Hassan Abolhassani, Sweden
Karolinska Institutet Laboratory MedicinePresenter of 1 Presentation
APPROACH TO GENETIC ANALYSIS OF NON-MONOGENIC ANTIBODY DEFICIENCY
Abstract
Background and Aims
Primary antibody deficiencies (PAD) are caused by developmental or functional defects of humoral immunity, resulting in increased susceptibility to bacterial and viral infections. Etiology of 40-80% of patients with PAD, the second most common type of human immune system disorders after human immunodeficiency virus infection, is yet unknown.
Methods
Monogenic patients were identified in a CVID cohort using whole exome sequencing and full-resolution MHC typing.

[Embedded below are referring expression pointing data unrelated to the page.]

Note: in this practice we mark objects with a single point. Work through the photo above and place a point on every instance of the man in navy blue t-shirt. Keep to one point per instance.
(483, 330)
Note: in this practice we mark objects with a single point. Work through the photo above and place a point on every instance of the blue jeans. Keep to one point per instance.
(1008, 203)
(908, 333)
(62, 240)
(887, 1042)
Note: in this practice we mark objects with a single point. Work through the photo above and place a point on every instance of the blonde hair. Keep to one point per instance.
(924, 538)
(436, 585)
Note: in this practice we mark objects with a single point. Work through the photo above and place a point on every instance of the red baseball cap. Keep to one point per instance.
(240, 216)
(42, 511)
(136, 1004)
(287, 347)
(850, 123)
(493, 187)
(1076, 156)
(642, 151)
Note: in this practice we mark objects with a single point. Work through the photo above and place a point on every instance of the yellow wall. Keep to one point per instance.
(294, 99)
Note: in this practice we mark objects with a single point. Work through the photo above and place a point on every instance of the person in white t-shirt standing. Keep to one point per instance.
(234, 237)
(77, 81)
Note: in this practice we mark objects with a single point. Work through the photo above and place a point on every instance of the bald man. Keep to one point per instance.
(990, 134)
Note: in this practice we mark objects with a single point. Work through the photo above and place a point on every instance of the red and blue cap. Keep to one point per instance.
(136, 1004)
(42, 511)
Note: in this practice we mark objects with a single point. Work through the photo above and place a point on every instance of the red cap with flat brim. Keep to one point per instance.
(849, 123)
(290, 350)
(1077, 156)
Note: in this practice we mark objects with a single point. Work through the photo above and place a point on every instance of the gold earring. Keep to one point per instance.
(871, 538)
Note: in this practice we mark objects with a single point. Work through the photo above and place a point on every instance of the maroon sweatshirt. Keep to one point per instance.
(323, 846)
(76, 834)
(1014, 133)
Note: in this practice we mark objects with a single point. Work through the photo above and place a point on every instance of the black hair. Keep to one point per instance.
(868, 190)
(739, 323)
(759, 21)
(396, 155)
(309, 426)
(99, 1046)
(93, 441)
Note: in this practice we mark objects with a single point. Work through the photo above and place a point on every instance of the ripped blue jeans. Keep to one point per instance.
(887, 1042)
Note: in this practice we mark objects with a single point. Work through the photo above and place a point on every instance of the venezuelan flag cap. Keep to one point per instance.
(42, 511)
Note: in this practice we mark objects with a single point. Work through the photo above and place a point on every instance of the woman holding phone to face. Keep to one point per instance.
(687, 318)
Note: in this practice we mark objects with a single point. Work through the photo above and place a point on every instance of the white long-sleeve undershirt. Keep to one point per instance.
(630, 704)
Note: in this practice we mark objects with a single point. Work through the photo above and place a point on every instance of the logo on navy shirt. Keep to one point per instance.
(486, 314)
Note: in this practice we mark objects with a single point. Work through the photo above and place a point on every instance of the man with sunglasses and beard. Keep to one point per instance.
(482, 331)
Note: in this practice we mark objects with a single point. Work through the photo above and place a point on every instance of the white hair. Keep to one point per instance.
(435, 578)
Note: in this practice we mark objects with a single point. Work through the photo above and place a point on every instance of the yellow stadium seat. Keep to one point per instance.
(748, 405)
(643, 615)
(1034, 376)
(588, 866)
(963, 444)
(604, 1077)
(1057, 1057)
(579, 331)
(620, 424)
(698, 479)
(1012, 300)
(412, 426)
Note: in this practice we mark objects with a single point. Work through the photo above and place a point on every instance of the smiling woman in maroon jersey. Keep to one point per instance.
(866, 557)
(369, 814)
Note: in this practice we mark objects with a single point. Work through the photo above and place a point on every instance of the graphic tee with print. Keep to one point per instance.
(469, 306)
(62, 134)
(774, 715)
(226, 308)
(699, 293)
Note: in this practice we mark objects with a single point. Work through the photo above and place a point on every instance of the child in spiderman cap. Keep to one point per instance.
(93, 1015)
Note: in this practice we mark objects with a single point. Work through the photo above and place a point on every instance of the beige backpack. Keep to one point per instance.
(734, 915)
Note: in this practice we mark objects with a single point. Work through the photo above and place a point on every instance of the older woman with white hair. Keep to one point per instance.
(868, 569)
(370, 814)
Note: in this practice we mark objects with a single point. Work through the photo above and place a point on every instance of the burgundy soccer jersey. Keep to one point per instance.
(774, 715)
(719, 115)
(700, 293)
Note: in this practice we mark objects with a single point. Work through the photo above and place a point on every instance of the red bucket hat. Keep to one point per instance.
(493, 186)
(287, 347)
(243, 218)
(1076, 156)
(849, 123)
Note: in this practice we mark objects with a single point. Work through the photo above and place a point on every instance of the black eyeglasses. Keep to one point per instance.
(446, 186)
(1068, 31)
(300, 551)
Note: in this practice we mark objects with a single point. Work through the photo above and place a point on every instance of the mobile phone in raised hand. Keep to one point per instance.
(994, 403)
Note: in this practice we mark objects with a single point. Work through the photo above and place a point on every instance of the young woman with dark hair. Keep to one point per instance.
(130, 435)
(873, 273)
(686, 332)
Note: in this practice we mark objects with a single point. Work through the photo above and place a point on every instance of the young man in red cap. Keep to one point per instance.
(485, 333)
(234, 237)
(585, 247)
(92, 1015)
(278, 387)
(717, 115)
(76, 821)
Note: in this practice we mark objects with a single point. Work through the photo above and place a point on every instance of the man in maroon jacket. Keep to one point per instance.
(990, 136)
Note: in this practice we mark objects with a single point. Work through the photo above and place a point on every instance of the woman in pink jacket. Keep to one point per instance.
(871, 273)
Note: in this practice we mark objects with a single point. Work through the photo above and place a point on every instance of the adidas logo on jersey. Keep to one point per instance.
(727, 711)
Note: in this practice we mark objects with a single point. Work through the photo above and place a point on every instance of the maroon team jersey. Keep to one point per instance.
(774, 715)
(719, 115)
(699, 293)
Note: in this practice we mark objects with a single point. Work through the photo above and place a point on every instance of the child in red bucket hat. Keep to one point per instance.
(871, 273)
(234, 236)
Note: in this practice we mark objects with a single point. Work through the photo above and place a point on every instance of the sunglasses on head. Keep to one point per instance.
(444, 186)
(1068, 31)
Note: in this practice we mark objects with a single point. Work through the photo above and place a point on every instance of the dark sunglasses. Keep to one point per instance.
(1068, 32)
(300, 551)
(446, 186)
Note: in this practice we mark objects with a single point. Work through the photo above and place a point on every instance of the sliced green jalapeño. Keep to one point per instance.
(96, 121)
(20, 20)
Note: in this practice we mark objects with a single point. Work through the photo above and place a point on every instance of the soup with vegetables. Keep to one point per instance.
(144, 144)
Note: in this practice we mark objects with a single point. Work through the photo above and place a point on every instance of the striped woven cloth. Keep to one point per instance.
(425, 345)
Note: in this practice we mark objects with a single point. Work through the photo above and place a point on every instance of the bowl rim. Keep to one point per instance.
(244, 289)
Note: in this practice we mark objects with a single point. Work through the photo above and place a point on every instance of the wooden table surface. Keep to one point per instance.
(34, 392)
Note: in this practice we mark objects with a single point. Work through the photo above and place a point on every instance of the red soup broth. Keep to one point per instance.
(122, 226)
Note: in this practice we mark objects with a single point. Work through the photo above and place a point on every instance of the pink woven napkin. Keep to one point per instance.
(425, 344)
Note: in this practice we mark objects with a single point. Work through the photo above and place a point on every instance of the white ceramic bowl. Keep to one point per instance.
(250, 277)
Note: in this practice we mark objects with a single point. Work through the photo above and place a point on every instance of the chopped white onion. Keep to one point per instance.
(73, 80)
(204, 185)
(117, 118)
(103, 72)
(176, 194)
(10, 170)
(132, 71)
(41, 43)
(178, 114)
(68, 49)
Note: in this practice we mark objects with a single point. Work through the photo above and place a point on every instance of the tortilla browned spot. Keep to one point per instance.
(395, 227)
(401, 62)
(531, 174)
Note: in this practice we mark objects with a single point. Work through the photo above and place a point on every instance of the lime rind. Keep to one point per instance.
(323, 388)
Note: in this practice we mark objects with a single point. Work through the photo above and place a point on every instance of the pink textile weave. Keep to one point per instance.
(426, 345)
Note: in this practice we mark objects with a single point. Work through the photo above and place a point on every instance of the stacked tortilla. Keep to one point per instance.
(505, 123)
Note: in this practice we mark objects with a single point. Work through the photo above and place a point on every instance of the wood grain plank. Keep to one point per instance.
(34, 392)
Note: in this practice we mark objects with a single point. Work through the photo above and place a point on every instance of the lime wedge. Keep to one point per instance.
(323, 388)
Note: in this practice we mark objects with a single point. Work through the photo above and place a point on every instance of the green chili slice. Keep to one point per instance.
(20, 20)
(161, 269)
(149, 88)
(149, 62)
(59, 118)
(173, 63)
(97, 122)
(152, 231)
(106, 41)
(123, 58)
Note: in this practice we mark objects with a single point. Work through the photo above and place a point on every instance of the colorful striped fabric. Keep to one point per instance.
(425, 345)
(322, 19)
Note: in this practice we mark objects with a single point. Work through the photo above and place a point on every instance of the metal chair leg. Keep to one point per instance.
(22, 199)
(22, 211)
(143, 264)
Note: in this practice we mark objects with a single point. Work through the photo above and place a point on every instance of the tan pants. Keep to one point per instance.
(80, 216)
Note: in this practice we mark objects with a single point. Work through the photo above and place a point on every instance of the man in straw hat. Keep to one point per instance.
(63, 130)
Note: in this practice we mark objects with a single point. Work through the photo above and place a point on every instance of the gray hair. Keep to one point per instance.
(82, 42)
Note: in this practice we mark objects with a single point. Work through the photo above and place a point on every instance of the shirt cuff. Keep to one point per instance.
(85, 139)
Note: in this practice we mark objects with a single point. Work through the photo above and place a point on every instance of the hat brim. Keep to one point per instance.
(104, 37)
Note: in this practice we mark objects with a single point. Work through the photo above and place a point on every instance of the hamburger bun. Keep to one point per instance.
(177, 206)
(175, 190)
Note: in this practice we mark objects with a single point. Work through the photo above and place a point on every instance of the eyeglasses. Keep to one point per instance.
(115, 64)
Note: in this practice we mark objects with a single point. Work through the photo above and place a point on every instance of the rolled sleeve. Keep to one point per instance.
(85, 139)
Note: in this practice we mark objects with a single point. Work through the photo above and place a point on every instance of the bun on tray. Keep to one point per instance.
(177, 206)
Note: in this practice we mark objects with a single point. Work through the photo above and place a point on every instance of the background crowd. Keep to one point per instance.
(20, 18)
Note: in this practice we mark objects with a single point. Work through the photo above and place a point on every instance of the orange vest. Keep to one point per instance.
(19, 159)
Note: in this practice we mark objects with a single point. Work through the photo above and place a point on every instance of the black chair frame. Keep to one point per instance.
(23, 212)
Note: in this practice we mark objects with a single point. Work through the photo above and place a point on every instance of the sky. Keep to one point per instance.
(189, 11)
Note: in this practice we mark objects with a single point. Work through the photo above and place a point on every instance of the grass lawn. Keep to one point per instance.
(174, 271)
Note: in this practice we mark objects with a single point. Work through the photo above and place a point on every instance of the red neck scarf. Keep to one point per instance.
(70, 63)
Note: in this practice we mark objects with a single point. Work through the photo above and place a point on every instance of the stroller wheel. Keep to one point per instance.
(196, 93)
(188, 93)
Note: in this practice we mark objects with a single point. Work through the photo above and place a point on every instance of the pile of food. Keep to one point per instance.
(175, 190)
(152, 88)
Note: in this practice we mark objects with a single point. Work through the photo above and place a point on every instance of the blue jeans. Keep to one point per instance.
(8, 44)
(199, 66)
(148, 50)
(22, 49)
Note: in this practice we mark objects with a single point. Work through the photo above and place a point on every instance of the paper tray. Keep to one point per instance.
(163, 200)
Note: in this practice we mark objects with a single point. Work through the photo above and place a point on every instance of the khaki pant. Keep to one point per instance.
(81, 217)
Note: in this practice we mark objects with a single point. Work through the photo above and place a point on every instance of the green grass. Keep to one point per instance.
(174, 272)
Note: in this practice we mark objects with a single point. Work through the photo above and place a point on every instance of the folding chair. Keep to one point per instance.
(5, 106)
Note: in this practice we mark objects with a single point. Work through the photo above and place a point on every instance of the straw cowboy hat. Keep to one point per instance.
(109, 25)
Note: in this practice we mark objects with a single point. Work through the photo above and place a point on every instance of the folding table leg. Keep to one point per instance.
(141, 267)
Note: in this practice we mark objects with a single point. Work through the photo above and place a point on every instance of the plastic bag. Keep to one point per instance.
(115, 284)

Exome-wide polygenic scores were developed using significantly different variants and multi-variant Mendelian-randomization (MR) analyses were used to test the causality of significant genetic variants on antibody levels and susceptibility to infectious diseases.
Results
Among 83 CVID patients (44.5% females), monogenic defects were found in 40 individuals. Evaluation of the remaining patients with non-monogenic CVID showed 13 and 27 significantly associated MHC-class I and II alleles, respectively. The most significant partial haplotype linked with the non-monogenic from of CVID was W*01:01:01-DMA*01:01:01-DMB*01:03:01:02-TAP1*01:01:01 (P<0.001), where carriers had a late onset of the disease, an infections only clinical phenotype, a sporadic form of CVID, post-germinal center defects and a non-progressive form of their disease. Exclusion of monogenic diseases allowed MR analyses to identify significant genetic variants associated with bacterial infections and improved discrepancies observed in MR analyses of previous studies with low pleiotropy mainly for a lower respiratory infection, bacterial infection and Streptococcal infection.
Conclusions
The full-resolution MHC typing and polygenic scores on CVID patients showed that exclusion of monogenic forms of the disease unraveled an independent role of MHC genes and common genetic variants in the pathogenesis of CVID.